Est-ce le printemps qui pleure le départ de l’hiver, ou est-ce l’hiver qui pleure de devoir céder sa place ? La pluie des premiers jours du printemps donne là matière à réflexion, encore une fois, il y a toujours plusieurs façon de voir les choses, la même chose, selon notre propre personnalité, selon notre vécu, sans tomber dans les images du verre à moitié plein et du verre à moitié vide, entre hiver et printemps, il pleut, là est le constat. On peut aimer la pluie tout autant que le soleil, on peut préférer le soleil à la pluie, on peut tout est son contraire et c’est bien là la plus grande des libertés qui soit.
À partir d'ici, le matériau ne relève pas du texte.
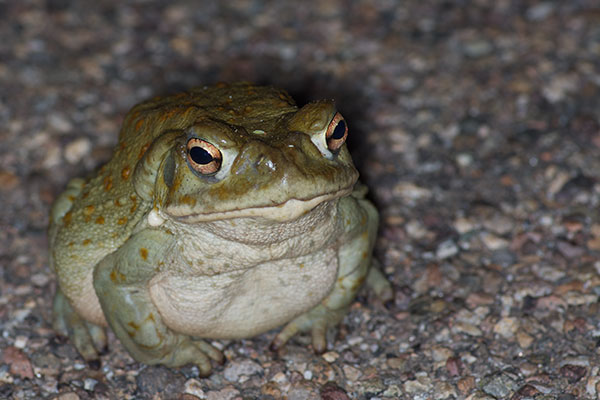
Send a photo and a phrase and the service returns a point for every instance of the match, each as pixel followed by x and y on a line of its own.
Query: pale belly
pixel 247 302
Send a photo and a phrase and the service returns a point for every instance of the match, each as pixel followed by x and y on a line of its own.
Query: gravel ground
pixel 475 123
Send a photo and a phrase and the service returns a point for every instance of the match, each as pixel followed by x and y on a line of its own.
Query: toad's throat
pixel 290 210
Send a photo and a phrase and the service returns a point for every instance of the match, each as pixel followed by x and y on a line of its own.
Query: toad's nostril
pixel 265 163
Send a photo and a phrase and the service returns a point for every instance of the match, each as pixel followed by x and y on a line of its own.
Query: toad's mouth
pixel 287 211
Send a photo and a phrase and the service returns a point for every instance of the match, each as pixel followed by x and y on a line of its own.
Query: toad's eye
pixel 203 157
pixel 336 134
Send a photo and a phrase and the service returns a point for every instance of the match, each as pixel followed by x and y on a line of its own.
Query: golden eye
pixel 336 134
pixel 203 157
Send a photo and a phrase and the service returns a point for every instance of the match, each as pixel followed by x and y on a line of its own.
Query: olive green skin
pixel 166 256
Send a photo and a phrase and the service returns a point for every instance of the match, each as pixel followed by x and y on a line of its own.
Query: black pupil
pixel 339 130
pixel 200 156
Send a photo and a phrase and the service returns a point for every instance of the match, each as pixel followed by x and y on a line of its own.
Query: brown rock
pixel 19 362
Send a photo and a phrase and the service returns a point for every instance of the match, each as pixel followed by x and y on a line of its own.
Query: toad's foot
pixel 89 339
pixel 317 321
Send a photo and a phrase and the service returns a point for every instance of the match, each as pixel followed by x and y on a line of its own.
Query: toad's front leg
pixel 360 220
pixel 121 281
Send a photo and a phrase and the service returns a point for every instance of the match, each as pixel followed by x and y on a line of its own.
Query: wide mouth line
pixel 290 209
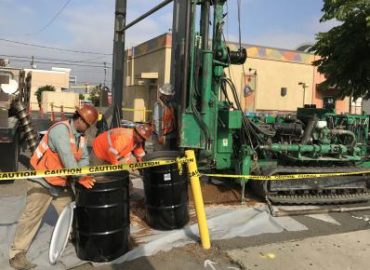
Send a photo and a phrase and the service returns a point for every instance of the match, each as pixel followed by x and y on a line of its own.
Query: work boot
pixel 20 262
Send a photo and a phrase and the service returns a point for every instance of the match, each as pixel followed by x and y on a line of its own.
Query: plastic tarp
pixel 223 221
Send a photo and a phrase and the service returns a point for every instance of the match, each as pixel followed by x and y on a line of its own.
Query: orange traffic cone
pixel 62 116
pixel 52 113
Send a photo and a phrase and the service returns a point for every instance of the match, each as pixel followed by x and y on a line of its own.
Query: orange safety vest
pixel 45 159
pixel 116 146
pixel 168 120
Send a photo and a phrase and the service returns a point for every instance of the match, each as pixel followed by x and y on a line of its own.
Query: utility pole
pixel 118 60
pixel 304 86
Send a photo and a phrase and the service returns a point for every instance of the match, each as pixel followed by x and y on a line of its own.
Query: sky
pixel 86 26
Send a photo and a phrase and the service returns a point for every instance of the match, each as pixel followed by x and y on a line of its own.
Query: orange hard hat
pixel 144 130
pixel 88 113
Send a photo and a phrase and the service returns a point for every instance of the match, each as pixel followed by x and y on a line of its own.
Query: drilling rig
pixel 211 120
pixel 315 140
pixel 15 123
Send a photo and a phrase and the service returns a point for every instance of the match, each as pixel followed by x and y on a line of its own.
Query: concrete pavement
pixel 347 251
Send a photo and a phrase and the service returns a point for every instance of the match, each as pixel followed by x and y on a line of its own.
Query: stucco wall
pixel 66 99
pixel 270 78
pixel 44 77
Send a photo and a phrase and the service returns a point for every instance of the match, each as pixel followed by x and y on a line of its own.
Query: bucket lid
pixel 61 233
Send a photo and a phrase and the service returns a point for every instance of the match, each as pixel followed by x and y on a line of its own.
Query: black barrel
pixel 102 218
pixel 166 193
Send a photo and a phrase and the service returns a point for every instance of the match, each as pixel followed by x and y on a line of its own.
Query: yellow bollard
pixel 198 199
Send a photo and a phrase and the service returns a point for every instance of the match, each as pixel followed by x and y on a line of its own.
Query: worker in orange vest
pixel 164 119
pixel 63 146
pixel 121 145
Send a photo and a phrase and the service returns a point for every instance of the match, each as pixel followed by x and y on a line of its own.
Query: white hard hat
pixel 167 89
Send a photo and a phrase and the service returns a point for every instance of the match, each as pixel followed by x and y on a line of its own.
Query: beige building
pixel 59 78
pixel 278 80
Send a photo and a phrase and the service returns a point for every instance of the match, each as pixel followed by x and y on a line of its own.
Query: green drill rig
pixel 226 140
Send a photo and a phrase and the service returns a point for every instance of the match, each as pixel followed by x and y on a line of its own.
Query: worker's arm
pixel 59 142
pixel 157 118
pixel 139 153
pixel 84 161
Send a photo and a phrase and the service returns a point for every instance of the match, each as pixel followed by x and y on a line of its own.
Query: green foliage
pixel 41 89
pixel 345 49
pixel 95 95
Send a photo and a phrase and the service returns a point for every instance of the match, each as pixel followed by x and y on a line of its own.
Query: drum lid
pixel 61 233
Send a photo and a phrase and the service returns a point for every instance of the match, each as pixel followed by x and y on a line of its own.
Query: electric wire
pixel 39 58
pixel 52 48
pixel 53 18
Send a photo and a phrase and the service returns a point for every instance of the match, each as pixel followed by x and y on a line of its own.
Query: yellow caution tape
pixel 155 163
pixel 86 170
pixel 286 176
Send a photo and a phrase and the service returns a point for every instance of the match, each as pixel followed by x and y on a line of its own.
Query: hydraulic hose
pixel 345 132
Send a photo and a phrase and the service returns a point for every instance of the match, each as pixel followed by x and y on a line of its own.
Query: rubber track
pixel 320 199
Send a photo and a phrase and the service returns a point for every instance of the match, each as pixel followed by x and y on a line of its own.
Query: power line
pixel 53 59
pixel 52 48
pixel 59 63
pixel 54 18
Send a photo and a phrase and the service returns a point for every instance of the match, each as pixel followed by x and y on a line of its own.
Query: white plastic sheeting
pixel 223 221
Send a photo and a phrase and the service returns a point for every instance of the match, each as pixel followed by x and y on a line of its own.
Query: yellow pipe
pixel 198 199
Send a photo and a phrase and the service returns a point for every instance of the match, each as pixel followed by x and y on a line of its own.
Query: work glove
pixel 87 181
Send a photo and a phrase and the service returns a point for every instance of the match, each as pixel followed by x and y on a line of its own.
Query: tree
pixel 41 89
pixel 345 49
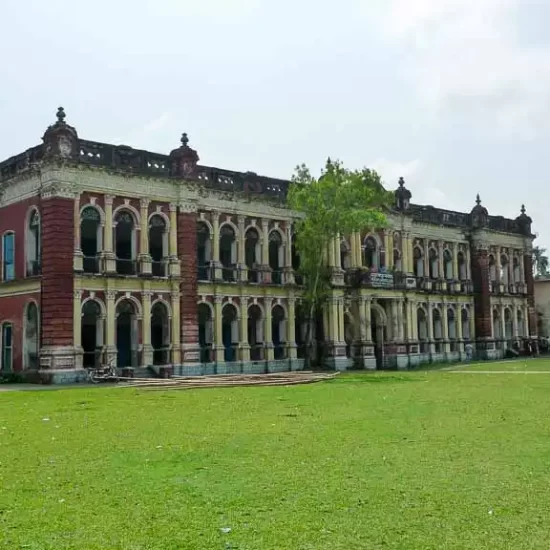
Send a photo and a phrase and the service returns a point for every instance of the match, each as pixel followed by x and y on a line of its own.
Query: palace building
pixel 169 266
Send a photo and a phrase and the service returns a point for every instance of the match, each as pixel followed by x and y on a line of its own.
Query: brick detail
pixel 530 283
pixel 482 296
pixel 57 271
pixel 187 252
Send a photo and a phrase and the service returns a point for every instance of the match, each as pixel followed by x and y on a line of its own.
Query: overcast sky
pixel 454 95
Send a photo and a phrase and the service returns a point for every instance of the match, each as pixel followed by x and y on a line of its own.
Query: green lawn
pixel 420 460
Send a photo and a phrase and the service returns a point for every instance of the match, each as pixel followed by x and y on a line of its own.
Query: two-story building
pixel 157 262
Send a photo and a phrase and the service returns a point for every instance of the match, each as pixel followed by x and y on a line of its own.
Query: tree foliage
pixel 339 202
pixel 540 262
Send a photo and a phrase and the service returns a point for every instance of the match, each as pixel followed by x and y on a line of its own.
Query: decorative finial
pixel 61 115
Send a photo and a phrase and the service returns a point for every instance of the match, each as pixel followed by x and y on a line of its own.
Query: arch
pixel 96 207
pixel 448 264
pixel 130 298
pixel 131 209
pixel 418 256
pixel 165 303
pixel 371 252
pixel 433 263
pixel 31 335
pixel 161 214
pixel 33 232
pixel 381 312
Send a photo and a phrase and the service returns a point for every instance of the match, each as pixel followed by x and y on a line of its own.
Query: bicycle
pixel 103 374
On peut en débattre, d’ailleurs, on parle souvent de la pluie et du beau temps, il arrive même que certaines personnes arrivent à faire la pluie et le beau temps, du moins, d’après ce qu’on raconte, car même si on entend parler de faiseur de pluie, il est bien plus rare de parler de faiseur de beau temps. Il pleut, le ciel est bas et gris, mais au-delà des nuages, il existe toujours un endroit bien plus bleu, bien plus beau quelque part. Exemple récent, randonnée prévue ce week-end, dans le cadre idyllique et dépaysant du bord de mer, entre flamants roses et vaste étendues d’eau, léger relief et air marin, mais la dame de la météo nous a affiché un ciel bien noir au dessus de ces contrées visées. Qu’à cela ne tienne, un simple demande, pas même une prière au dieu internet et nous voilà à marcher allégrement dans les splendides paysages ariégeois sous le soleil et à l’abri du vent bien encore trop froid. Nature, éveil de la végétation, cicatrices de la tempête qui est venue bousculer des sapins qu’on prenaient pour inébranlable autrefois, de jolis traits de neige encore éternelle pour identifier le relief des versants nord, c’est une succession de moment de bonheur qui sont là, offert, à qui sait poser les yeux, le regard, à qui sait surtout s’émerveiller encore de chaque tonalité de vert fragile dans un décor de fougères roussies par le froid, ces feuilles tendres et à la couleur presque fluorescente tant le regard est noyé par le vert sombre des aiguilles des conifères. Ouvrir les sens.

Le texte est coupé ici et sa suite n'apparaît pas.